Kilka dni w hotelu z widokiem na błękitne morze, wieczorne spacery po plaży, a do tego nieograniczona ilość whisky, wszystko czego było mi trzeba do całkowitego relaksu. Jedynie siostry już zaczynają mnie irytować, ciągle powtarzająć, że muszę się zabawić i kogoś wyrwać.
A ja? Ja nie szukam jedynie seksu, wspólnej nocy i ucieczki nad rankiem.
Szukam kogoś kto będzie podzielał moje pasje, będzie chciał spacerować wieczorami po plaży, trzymając się za ręce, rozmawiać całymi nocami, o wszystkim i o niczym. Milczeć, a wciąż czuć się komfortowo. Może jestem niepoprawnym romantykiem, a może szukam czegoś głębszego, w tym otaczającym nas świecie.
- Kamil, stwierdziłyśmy, że dziś jest idealny dzień na zakupy. Co powiesz na wyjazd do stolicy? Podobno wszystkie markowe ciuchy można tam znaleźć w przystępnych cenach. - siostra wyrywa mnie z zamyślenia.
Unoszę lekko brwi i powstrzymuję od śmiechu.
- Ja i zakupy? Kochana siostrzyczko, to mają być wakacje, także proszę mnie zostawić w spokoju. Jedźcie z Anią, a ja w inny sposób zagospodaruję czas.
- No dobra, niech ci będziesz. Wiesz...zawsze możesz wykorzystać wolny pokój. - wybucham lekkim śmiechem.
Kiedy dziewczyny w końcu jadą, postanawiam, że wybiorę się nad morze. Mam ochotę na dłuższą kąpiel, od zawsze woda działała na mnie uspakajająco.
Wypływam zdecydowanie dalej niż wszyscy inni i kładę się na plecach. Woda nie jest może tak słona, abym się całkowicie unosił, ale lekko wypiera mnie do góry.

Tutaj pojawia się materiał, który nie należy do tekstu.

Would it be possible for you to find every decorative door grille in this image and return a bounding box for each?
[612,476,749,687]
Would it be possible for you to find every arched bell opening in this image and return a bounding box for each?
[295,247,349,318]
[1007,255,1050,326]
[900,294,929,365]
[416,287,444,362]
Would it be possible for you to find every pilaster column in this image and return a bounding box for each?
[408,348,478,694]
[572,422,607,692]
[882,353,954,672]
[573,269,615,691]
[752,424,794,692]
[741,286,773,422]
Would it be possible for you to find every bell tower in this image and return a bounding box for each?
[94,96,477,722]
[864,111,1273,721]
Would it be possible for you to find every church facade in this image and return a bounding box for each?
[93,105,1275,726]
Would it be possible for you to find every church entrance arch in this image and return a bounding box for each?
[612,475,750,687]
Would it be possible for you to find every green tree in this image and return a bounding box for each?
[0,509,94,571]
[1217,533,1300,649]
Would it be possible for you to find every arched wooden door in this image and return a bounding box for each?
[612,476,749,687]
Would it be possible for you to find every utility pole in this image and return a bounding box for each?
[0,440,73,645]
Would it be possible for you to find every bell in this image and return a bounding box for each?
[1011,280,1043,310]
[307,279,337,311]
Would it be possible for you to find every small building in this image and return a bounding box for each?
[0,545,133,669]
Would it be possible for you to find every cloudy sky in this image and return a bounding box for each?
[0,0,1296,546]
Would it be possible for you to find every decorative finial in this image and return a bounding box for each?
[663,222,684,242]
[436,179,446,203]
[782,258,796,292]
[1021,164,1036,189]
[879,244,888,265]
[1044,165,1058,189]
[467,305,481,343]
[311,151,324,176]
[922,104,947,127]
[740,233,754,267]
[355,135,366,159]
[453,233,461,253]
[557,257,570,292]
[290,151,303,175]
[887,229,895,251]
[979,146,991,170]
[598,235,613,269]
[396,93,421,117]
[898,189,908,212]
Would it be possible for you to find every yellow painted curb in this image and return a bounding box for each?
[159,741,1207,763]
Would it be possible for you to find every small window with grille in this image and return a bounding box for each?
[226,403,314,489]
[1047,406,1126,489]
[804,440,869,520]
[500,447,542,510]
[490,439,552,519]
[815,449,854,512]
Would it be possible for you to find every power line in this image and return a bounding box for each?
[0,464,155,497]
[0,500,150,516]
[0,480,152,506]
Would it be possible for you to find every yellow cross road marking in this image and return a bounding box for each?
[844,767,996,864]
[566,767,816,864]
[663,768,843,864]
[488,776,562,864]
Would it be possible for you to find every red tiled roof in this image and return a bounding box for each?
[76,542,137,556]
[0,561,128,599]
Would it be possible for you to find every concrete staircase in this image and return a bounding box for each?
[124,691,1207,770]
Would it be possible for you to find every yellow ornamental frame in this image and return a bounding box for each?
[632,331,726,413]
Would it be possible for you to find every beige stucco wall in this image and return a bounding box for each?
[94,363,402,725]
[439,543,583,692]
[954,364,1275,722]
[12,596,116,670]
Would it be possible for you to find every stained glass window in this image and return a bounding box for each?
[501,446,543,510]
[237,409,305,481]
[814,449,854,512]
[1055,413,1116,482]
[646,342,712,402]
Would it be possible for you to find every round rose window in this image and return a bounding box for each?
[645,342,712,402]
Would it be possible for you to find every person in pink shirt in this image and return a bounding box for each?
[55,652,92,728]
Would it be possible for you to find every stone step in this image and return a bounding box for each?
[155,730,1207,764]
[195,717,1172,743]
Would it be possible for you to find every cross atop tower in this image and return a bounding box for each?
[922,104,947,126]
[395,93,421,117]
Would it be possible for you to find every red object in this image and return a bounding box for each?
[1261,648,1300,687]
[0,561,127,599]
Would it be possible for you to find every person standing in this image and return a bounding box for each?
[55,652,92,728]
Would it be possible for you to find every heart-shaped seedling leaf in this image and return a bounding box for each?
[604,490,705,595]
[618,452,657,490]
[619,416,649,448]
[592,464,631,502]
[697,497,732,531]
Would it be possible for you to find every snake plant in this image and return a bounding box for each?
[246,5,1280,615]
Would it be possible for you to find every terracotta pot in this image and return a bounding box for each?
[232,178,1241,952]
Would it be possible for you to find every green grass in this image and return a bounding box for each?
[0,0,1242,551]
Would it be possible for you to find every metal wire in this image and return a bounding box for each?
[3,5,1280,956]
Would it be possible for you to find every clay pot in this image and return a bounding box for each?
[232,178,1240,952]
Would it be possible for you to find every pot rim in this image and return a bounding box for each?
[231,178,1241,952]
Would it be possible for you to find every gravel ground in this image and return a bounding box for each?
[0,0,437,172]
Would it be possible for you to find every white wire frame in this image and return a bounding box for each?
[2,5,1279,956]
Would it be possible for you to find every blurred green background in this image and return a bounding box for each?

Od zawsze byłem dobrym pływakiem, a lata zajęć i treningów sprawiły, że wielokrotnie wygrywałem na zawodach.
Po dłuższym czasie spokojnego dryfowania, poczułem mocny ból w nodze. Skurcz, skurcz tak mocny, jakiego nie czułem nigdy wcześniej.
Kurwa, nie jestem w stanie płynąć. Jestem zbyt daleko od brzegu.
Myśli szybko przebiegają przez moją głowę.
Próbuję się ratować, a zamiast tego jedynie szamotam się w wodzie, próbując utrzymać się na jej powierzchni.
Próbuję krzyczeć, ale woda napływa mi do ust, krztuszę się i czuję, że brakuje mi już powietrza.
A kiedy w końcu nie mam sił, poddaję się fali.
Ból.
To pierwsze co do mnie dociera.
Palą mnie płuca.
Inne usta na moich.
Dopiero po chwili, udaje mi się otworzyć oczy.
A kiedy wszystko mnie pali i nie mogę złapać oddechu, widzę przed sobą najpiękniejsze oczy jakie kiedykolwiek widziałem, niebiesko-zielone, wzburzone, wpatrujące się we mnie w skupieniu i z determinacją.
Czuję dotyk na swoim policzku i dopiero po chwili dociera do mnie, że usta tego anioła się poruszają.
- Proszę ze mną zostać, za chwilę pojawi się karetka. Jestem ratownikiem medycznym.
Jego słowa nie docierają do mnie w całości, szumi mi w głowie, chcę znów zamknąć oczy.
Wierzę, że ten anioł mi pomoże, ugasi mój ból.